It's not easy writing an "About" page for a webcomic.
If you describe the strip, you risk spoiling it. If you describe the setting, you risk turning off people who find it unappealing.
The late literary critic John Gardner said that in the end, the best literature is philosophical. I think the best comics are philosophical. Look at Peanuts. It needn't be overt and usually shouldn't be.
After several rewrites, I decided the best "About" page for my comic "Li'l Nyet" is philosophical. It flags the intellectual, emotional and social terrain without revealing too much. It reveals the deeper human issues behind the punch lines, tempting people to reserve judgment until they have read more deeply.

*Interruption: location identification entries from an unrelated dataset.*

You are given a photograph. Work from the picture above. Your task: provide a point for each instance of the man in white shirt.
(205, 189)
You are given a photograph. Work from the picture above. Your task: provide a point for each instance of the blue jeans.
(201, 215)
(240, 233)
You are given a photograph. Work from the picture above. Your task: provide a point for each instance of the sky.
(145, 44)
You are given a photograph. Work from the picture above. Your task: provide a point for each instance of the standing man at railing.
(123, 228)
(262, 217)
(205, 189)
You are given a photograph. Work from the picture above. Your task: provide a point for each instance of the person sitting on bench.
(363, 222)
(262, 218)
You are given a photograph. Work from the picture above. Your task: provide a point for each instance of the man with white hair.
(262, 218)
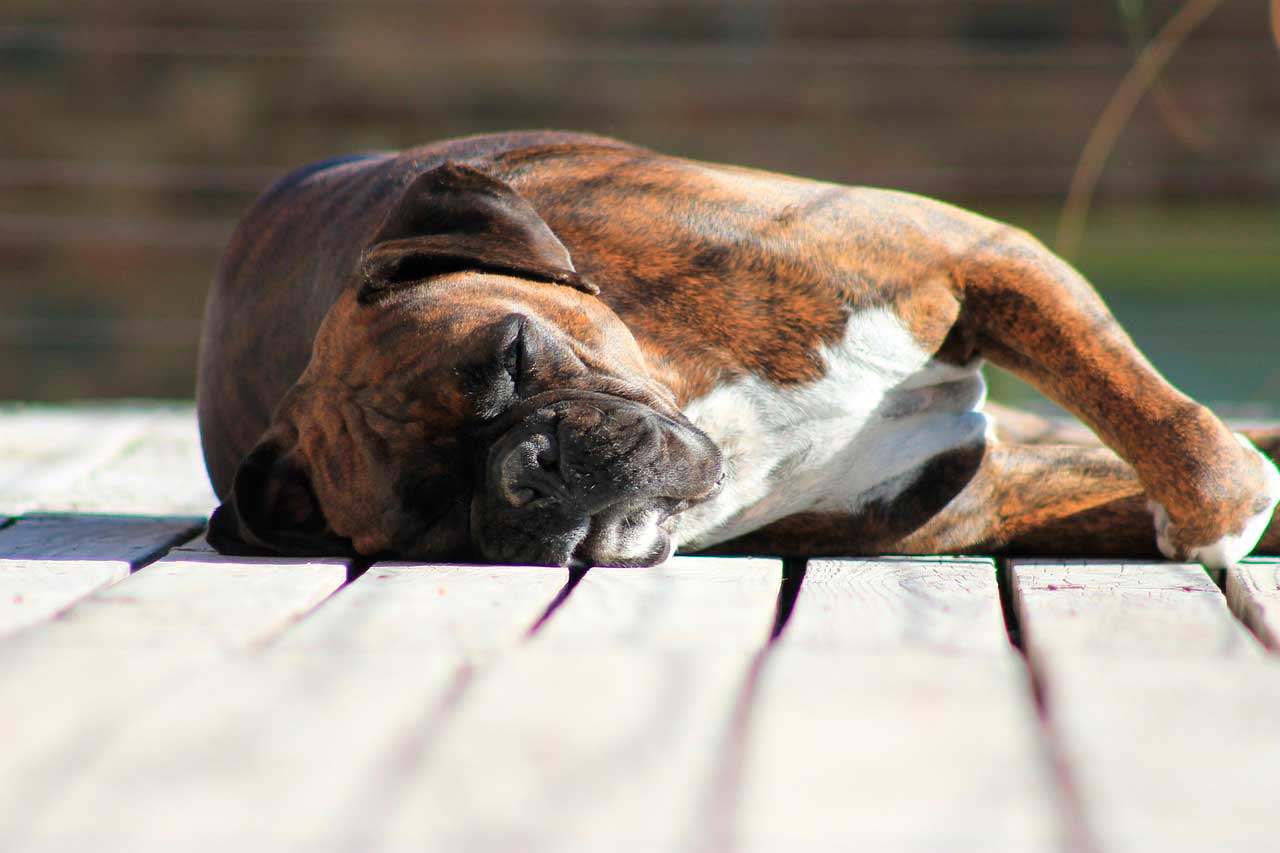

Getting scholarly on an "About" page runs the risk of alienating some. There are plenty who can read Nyet on a surface level and enjoy it without entering the great debates of our time. The richest jokes are the most profound.
Here, for your consideration, is what I wrote:
Li'l Nyet is about human ideals versus human nature. It's also about comics, hell, ghosts, hauntings, Russian literature, turnips and totalitarianism.
Total - what? Totalitarianism is government that controls every aspect of your life, including what you are allowed to think. It's Big Brother. It reached its peak in the communist societies of the last century, including Russia, and still exists in North Korea.
The idea of everyone being equal is appealing, but it is human nature to be different. This is one of the great quandaries of our time, as governments push the equality pendulum back and forth between freedom and "remedies" to inequality.
The struggles between the free and the unfree, the doctrinaire and the open-minded, the smart and the dumb, the fit and the burdened and all their ramifications creates ideologies that make truth a bystander and distort our understanding of reality.
In high school, we were taught that there are four kinds of dynamic tension in a story: man vs. man, man vs. nature, man vs. machine and man vs. himself. Our libraries are full of tales that fit neatly into these categories. The nature of man versus the ideas of man fits as well, but is perhaps the most censored, repressed, politically volatile concept of our day.
What better place to tear into it than a comic strip? And what better setting than the security apparatus of the world's most powerful totalitarian state, headed by a demon of obscure origin?
Enjoy Li'l Nyet, the comedy that's darker than you think.